Pada saat pertama kali rapat di Fatmawati, suasana memang seperti ruko tidak ada fasilitas untuk mendukung rapat. “Tidak ada internet, tidak ada fasilitas kerja, nah kami komplain kita mau penjajakan dan saling berkolaborasi kok suasananya kurang mendukung,”jelas Setyo.
Akhirnya dari pihak Andi menyediakan internet dan memberikan laptop untuk digunakan oleh anggota BPPT yang ikut dalam rapat tersebut. Rapat diadakan setiap minggu dua kali, dalam rapat dibentuk struktur organisasi untuk mengikuti lelang e-KTP. “Jadi peserta yang hadir seolah olah ada dalam satu organisasi, namun belum ada kata konsorsium,”jelasnya.

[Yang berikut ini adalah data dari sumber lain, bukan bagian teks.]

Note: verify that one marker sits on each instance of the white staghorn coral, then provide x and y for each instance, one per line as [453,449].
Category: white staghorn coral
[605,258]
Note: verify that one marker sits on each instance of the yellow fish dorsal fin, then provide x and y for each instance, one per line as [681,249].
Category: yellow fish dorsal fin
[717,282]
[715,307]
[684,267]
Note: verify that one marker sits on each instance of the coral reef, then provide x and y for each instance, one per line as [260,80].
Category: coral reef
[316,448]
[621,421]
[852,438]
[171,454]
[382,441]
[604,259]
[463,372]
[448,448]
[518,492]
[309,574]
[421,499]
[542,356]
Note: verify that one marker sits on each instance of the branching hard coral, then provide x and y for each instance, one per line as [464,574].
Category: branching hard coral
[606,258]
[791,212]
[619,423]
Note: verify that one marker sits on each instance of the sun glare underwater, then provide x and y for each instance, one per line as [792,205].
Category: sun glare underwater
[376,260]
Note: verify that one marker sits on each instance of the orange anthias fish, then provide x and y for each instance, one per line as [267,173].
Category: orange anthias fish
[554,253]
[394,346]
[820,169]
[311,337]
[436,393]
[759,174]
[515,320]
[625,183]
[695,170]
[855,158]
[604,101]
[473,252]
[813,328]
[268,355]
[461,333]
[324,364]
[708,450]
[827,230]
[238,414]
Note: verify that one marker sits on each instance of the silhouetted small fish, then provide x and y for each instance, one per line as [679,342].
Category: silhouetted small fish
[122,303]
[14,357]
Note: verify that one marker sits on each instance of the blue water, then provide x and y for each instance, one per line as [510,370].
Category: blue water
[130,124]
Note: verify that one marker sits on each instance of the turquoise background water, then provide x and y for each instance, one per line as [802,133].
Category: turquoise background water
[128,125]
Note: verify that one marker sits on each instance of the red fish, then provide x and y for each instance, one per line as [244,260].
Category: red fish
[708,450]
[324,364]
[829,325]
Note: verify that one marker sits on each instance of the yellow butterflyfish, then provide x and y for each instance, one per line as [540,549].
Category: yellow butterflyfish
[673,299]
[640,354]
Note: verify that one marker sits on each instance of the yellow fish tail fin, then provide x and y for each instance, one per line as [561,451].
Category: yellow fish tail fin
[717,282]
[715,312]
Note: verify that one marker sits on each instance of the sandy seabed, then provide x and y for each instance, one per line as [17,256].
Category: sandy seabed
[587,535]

Dalam rapat-rapat di Fatmawati, Johanes Tan berperan aktif dengan memimpin rapat, karena memang dia yang sudah punya pengalaman ikut dalam uji petik. Sementara praktis yang lain masih buta dengan kondisi yang terjadi di lapangan. “Johanes Tan menjadi sumber yang dipercaya karena dia kan mengelola SIAK (Sistem Informasi Administrasi Kependudukan) Dukcapil Kemendagri,” ujar Setyo.
Dari pengalaman Johanes Tan dalam mengikuti uji petik serta kekurangan-kekurangannya menjadi bahan evaluasi agar dalam proyek e-KTP ke depannya tidak perlu terjadi lagi. Pertemuan fatmawati membahas hal tersebut dan hal-hal teknis terkait teknologi e-KTP.
“ Konsorsium belum ada. Seingat saya mulai ada konsorsium setelah Kemendagri secara resmi mengumumkan proses lelang e-KTP,” jelas Setyo.